4. Finding the "Size" (Magnitude)
Sometimes the question will ask for the magnitude of a vector. This is just a fancy way of asking "How long is the arrow?"
Because a vector forms a right-angled triangle (across and up), we use our old friend Pythagoras’ Theorem!
The magnitude of vector \( \begin{bmatrix} x \\ y \end{bmatrix} \) is written as \( |\mathbf{v}| \).
Formula: \( |\mathbf{v}| = \sqrt{x^2 + y^2} \)
Example: Find the magnitude of \( \begin{bmatrix} 3 \\ 4 \end{bmatrix} \).
\( \text{Magnitude} = \sqrt{3^2 + 4^2} = \sqrt{9 + 16} = \sqrt{25} = 5 \).
5. Vectors in Graph Transformations
In the P1 Algebra section of your syllabus, you are required to use vectors to describe Translations of graphs.
If you have a graph \( y = f(x) \) and you move it using the vector \( \begin{bmatrix} a \\ b \end{bmatrix} \): - The graph shifts \(a\) units to the right (if \(a\) is positive). - The graph shifts \(b\) units up (if \(b\) is positive).
Did you know? In the equation of the new graph, the \(x\) shift feels "backwards." A translation of \( \begin{bmatrix} 3 \\ -2 \end{bmatrix} \) changes \( f(x) \) into \( f(x-3) - 2 \). Notice how the \(+3\) in the vector becomes \(-3\) inside the bracket!
Key Takeaway: A vector \( \begin{bmatrix} 3 \\ -2 \end{bmatrix} \) means "Shift the whole graph 3 units right and 2 units down."
6. Vectors in Mechanics (Unit PSM1)
In the Mechanics part of your course, vectors represent things like Force and Velocity.
Resultant Forces: If two people are pulling an object with different forces (vectors), the "Resultant Force" is simply the sum of those two vectors.
Step-by-Step for Resultant Forces:
1. Write each force as a column vector \( \begin{bmatrix} x \\ y \end{bmatrix} \).
2. Add the vectors together to get the resultant vector.
3. If the question asks for the "magnitude of the force," use \( \sqrt{x^2 + y^2} \).

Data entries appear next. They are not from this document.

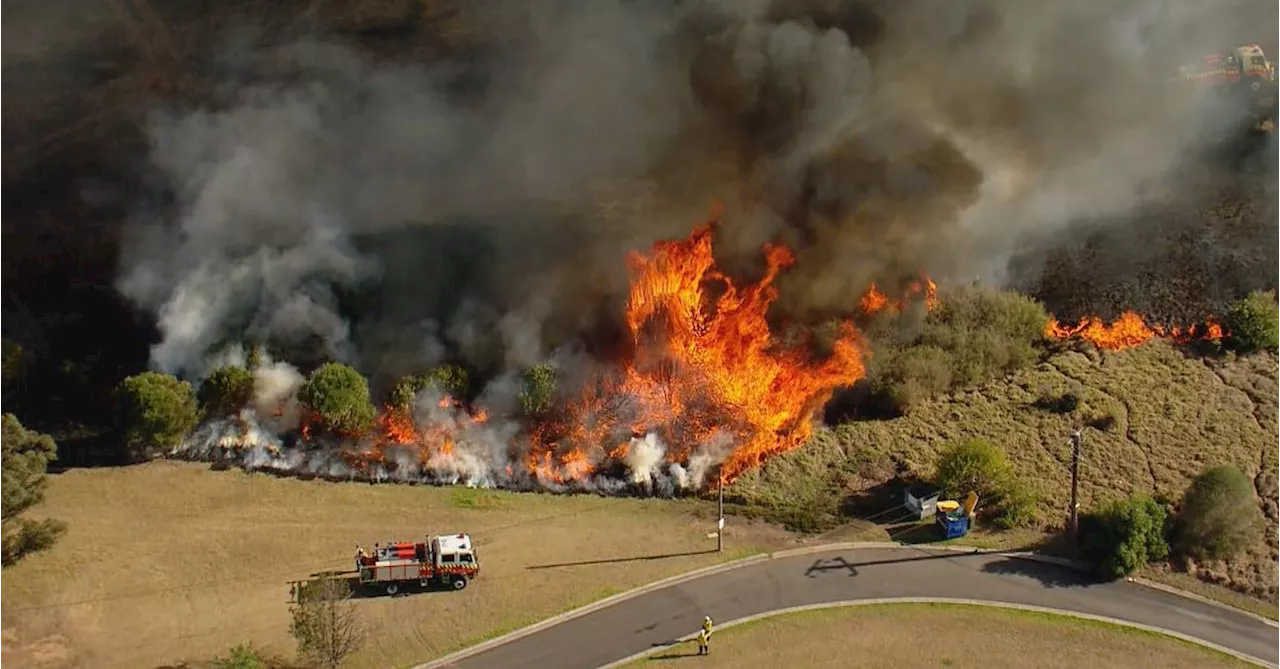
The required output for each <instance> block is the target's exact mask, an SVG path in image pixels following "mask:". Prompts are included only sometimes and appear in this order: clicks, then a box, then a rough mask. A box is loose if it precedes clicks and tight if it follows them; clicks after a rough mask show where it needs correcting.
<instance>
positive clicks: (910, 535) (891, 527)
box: [886, 522, 945, 546]
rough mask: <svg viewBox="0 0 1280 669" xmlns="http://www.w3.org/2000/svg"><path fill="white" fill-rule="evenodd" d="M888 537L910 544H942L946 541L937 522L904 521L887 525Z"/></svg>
mask: <svg viewBox="0 0 1280 669" xmlns="http://www.w3.org/2000/svg"><path fill="white" fill-rule="evenodd" d="M886 531H887V532H888V537H890V539H891V540H893V541H900V542H902V544H908V545H913V546H915V545H922V544H940V542H942V541H945V539H943V537H942V530H941V528H940V527H938V526H937V523H924V522H922V523H902V524H896V526H888V527H886Z"/></svg>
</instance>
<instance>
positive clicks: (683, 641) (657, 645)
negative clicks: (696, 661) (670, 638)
mask: <svg viewBox="0 0 1280 669" xmlns="http://www.w3.org/2000/svg"><path fill="white" fill-rule="evenodd" d="M691 643H692V642H691V641H676V640H671V641H663V642H660V643H650V645H649V646H650V647H653V649H663V650H664V651H666V652H663V654H662V655H650V656H648V657H645V659H644V660H645V661H650V660H659V661H660V660H682V659H685V657H700V655H699V654H698V647H696V646H694V647H692V650H690V651H687V652H684V651H681V650H678V649H680V647H682V646H685V645H691Z"/></svg>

4. If the question asks for the "direction," use trigonometry (\( \tan \theta = \frac{y}{x} \)).
Summary Checklist
Before you finish this chapter, make sure you can: - [ ] Write a vector as a column vector \( \begin{bmatrix} x \\ y \end{bmatrix} \). - [ ] Add and subtract vectors by combining the top and bottom numbers. - [ ] Calculate the magnitude using \( \sqrt{x^2 + y^2} \). - [ ] Use a vector to translate a graph (e.g., shifting \( y = x^2 \) to the right and down). - [ ] Understand that a negative vector (like \( -\mathbf{a} \)) just points in the opposite direction.
Encouraging Note: Vectors can feel strange because they are "two numbers in one," but once you realize you just treat the top and bottom separately, they become one of the most straightforward parts of the syllabus. Keep practicing!